The video presentation for this lecture kept failing thus we provide a transcript here.
This lecture introduces our chosen RAP battle.
We make up a toy example for demonstrative purposes, keeping things simple. We start off with the basic RAP principles and then iterate, adding some of the more complicated features later.
Selecting our own hypothetical report also ensures that we capture the essence of the task while avoiding some of the complexity. It also ensures that everyone can access the underlying data.
Registers are lists of information. Each register is the most reliable list of its kind. For example, the Foreign and Commonwealth Office’s (FCO’s) country register is the most accurate and up-to-date list of countries available.
Each register is looked after by one person, known as the ‘custodian’. The custodian is from the organisation responsible for the information in the register. They make sure the register is kept up to date.
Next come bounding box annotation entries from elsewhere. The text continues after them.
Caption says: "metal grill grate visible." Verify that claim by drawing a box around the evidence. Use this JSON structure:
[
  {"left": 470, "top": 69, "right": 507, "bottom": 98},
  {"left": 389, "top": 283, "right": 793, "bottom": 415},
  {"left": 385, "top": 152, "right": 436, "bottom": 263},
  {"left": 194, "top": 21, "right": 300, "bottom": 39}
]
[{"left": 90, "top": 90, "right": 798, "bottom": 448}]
For our RAP demo we imagine we work within the registers team and are need to produce a periodic report on how many registers they are at any time.
Fortunately, there is a register for that! The register register. How meta.
This has enough variables where we could produce a simple report summarising it. Also the data is available in a variety of formats or even as an API. This will allow us to practice interacting with different imagined “data store” scenarios. I.e. what format do you get your data in? Often we can’t control this in a real setting.
To keep things real in your mind we sketch out an imagined report so you know what we are working towards.
We did this as a Google doc which will be available in the resources for this lecture.
We look at it now, the details aren't important, the overall structure, the figures, statistics and tables are, as this reflects the number of functions we will need to produce for our RAP package.
Review the register register rap demo report in the resources and think about how what data you would need and how many functions you would need to produce the report? (what would need updating periodically, what would change as new data comes in?)
We have sketched out the RAP demo for this course. However, now is a good time to reflect on your own RAP battle.
What will your output look like? Do you need to sketch it out like we did or does it already exist?
Perhaps you could chunk it down as one page of your report, or all the figures or just one chapter?
RAP is a continuum, not all or nothing; try implementing it at a manageable scale initially as you learn a bunch of new techniques.
At the end of my course, students will be able to identify suitable Reproducible Analytical Pipelines (RAP) opportunities in their organisation. From their chosen report they will derive the minimal tidy data set required to produce all the figures, tables and statistics therein. They will confidently use basic git functionality for version control, providing an audit trail of their progress. They will collaborate on Github using a standard workflow relying on pull requests for peer review; ensuring quality assurance throughout the project. They will build an R package, providing a single corpus to enshrine and encapsulate the business knowledge. The package will have all the hallmarks of reproducibility and quality assurance through the students’ prudent application of Open Source software development tools and principles including: functional programming, unit testing, continuous integration and dependency management. The outcome will be a software package that facilitates an improved production time of the statistical report while improving the quality of the statistics. This will free up the student's time to do more interesting things.
DISCLAIMER: The views and opinions expressed in this course are those of the author and do not reflect the official policy or position of GDS or the UK Government.